D’autant que le véritable point de vue de Rubin Östlund se dévoile dans la dernière partie de Triangle of Sadness. Échoués sur une île, des rescapés du bateau, finalement coulé par des terroristes de la mer (dont on aperçoit la peau noire), se retrouvent dépendants pour leur survie d’une salariée de la croisière, femme de ménage immigrée, qui sait pêcher, faire du feu… Bref, une travailleuse essentielle. C’est elle qui désormais a le pouvoir et impose ses desiderata. Mais le cinéaste transforme ses saturnales en revanche sociale d’un goût douteux, où les pauvres sont décidément toujours les seuls à commettre le pire.

Il n’y a pratiquement que des pauvres, dans R.M.N., chez qui on peinerait à trouver une conscience de classe. La communauté villageoise filmée par Cristian Mungiu est en fait profondément divisée, travaillée par des oppositions identitaires. On revendique une fierté nationale tout en s’arc-boutant sur son appartenance minoritaire (hongroise, allemande…), lexicale et religieuse. Les minorités sont légions en Roumanie.

Cependant, les rangs se resserrent dès que l’Autre est considéré comme indésirable. Les villageois se targuent d’avoir chassé les Tsiganes de leur territoire. L’arrivée de Sri Lankais crée à nouveau un ciment commun.

Mungiu ne se contente pas de faire un film sur un collectif de racistes arriérés. Il prend son temps pour poser toutes les données du problème. D’où un récit qui s’installe peu à peu, avec pour fil rouge un personnage ayant tout de l’anti-héros : brutal avec son fils qu’il aime, primaire avec les deux femmes comptant pour lui, préférant rester en retrait quand il faut s’exprimer sur la présence des travailleurs immigrés. Un témoin passif plus qu’un acteur, partout inadapté, qui permet aussi au cinéaste de ne jamais être tenté par la position de surplomb (qui n’embarrasse pas Östlund).

Les tensions sociales ne sont pas non plus exclues de la vision développée ici, riche d’une complexité bienvenue. Beaucoup d’hommes sont partis à l’étranger trouver un travail qui n’existe plus chez eux, ou est payé à vil prix. C’est le cas de l’usine de boulangerie, qui propose de trop petits salaires.

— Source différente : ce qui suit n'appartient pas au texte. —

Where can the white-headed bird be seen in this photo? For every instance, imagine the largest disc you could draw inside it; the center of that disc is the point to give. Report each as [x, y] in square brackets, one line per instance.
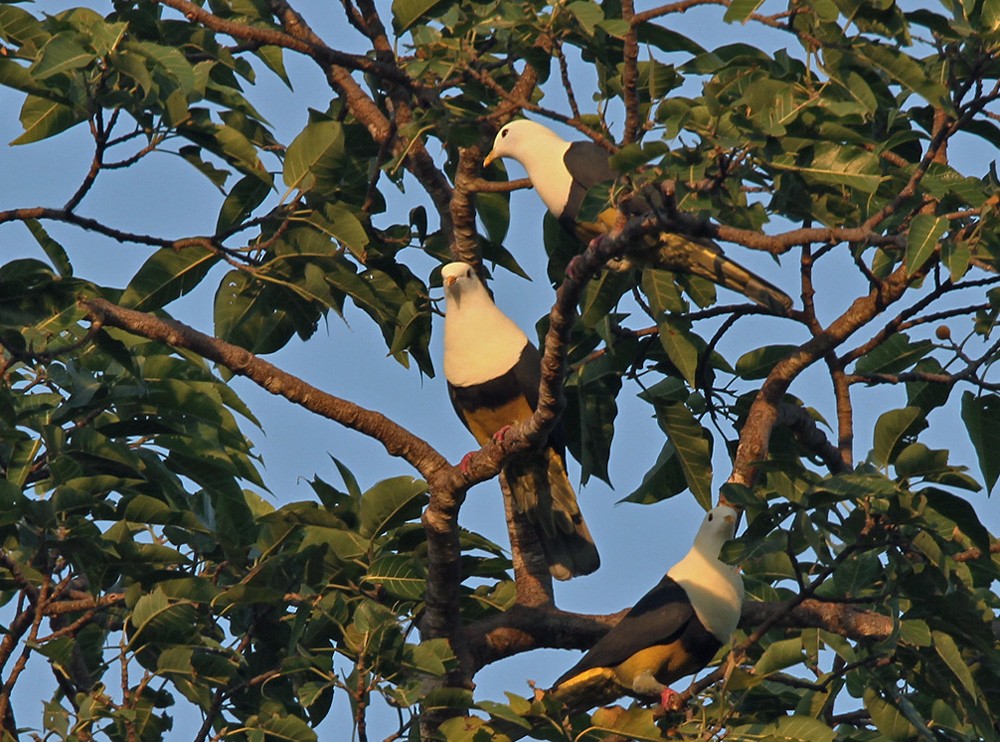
[493, 373]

Ces diverses contradictions et frustrations trouvent leur représentation dans une séquence phénoménale, emblème d’une mise en scène toujours pénétrante chez Mungiu. Filmé en caméra fixe et le temps d’un plan-séquence d’une durée d’au moins quinze minutes, un débat houleux sur le sort à réserver aux Sri Lankais voit s’opposer les villageois xénophobes, aux côtés desquels le curé de la paroisse s’est rangé, et la direction de l’usine et quelques-uns de ses salariés, dont les motivations divergent, mais qui défendent le droit des Sri -Lankais à travailler parmi eux. Si les pires fantasmes racistes y sont lancés, notamment sur l’hygiène de ces étrangers (1) qui mettent leur main dans la pâte à pain, forcément « musulmans », certains traits factuels entendus sont moins irréfutables (sur ce qu’impose l’Union européenne en termes économiques à la Roumanie, par exemple).

Deux regards donc : l’un met les rieurs de son côté mais se révèle antipathique, c’est Triangle of Sadness. L’autre, âpre, sonde dans les soubassements les raisons d’une situation tragique. C’est R.M.N., dont le regard porte bien au-delà des frontières de la Roumanie.